Vault: AWS IAM keys are eventually consistent, Vault neglects to check or wait

This has come up before but I think the result of the discussion was to keep the current behavior. The problem is that there are no guarantees about how long it will take for IAM in each region to get the creds replicated. So even if we try polling, the fact that the creds work once doesn't mean it'll work for the requestor after. So the only thing we can do is delay and hope for the best, and then we're in the business of having to decide what that delay should be...something better left for the client to decide.
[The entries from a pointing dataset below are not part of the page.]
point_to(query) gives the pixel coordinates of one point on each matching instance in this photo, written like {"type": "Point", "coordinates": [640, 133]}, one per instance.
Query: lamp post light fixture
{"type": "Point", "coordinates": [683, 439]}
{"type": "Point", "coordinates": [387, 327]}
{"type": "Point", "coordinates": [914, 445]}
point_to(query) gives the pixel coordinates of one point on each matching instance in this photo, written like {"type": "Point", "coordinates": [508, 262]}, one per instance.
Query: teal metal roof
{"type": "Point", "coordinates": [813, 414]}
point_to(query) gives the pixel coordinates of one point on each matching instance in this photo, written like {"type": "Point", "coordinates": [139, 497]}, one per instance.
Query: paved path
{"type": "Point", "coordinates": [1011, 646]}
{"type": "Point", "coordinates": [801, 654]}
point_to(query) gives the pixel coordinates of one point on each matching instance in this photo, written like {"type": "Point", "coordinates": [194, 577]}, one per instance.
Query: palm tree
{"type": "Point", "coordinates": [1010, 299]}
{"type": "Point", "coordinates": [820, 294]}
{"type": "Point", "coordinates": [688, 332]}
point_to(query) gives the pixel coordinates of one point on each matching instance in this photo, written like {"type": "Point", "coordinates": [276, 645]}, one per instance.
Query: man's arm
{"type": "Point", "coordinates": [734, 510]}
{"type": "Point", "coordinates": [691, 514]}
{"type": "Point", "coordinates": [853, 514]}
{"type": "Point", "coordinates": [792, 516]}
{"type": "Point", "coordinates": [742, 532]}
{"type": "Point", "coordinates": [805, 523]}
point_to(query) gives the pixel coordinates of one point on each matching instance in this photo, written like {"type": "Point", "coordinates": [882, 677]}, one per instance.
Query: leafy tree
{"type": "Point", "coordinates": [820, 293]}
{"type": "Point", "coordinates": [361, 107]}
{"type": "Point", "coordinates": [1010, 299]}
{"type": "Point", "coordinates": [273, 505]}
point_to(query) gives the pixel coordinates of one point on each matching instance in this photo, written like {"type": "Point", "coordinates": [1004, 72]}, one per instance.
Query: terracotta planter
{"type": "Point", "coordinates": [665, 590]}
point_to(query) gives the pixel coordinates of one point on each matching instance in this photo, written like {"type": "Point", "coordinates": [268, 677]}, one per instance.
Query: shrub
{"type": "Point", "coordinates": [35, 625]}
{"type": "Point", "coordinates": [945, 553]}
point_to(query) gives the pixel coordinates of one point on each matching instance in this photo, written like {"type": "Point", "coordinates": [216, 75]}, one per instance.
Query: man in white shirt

I understand where you're coming from. But look at it this way: If I'm using only Hashicorp tools, I expect them to work well together. Terraform could be used with Vault as a IAM key pair provider - in fact it's a very tempting use case; but due to this bug, Terraform fails every time. And there's no easy way in Terraform to introduce a delay, just an ugly hack.

There's also the enormous time I've wasted trying to troubleshoot this, to the point where I had started questioning the wisdom of using Vault at all. I'm fairly certain you don't want your users to go through this.

We have this issue with our automation using terraform and vault too. Really frustrating that tools made by hashicorp don't work together.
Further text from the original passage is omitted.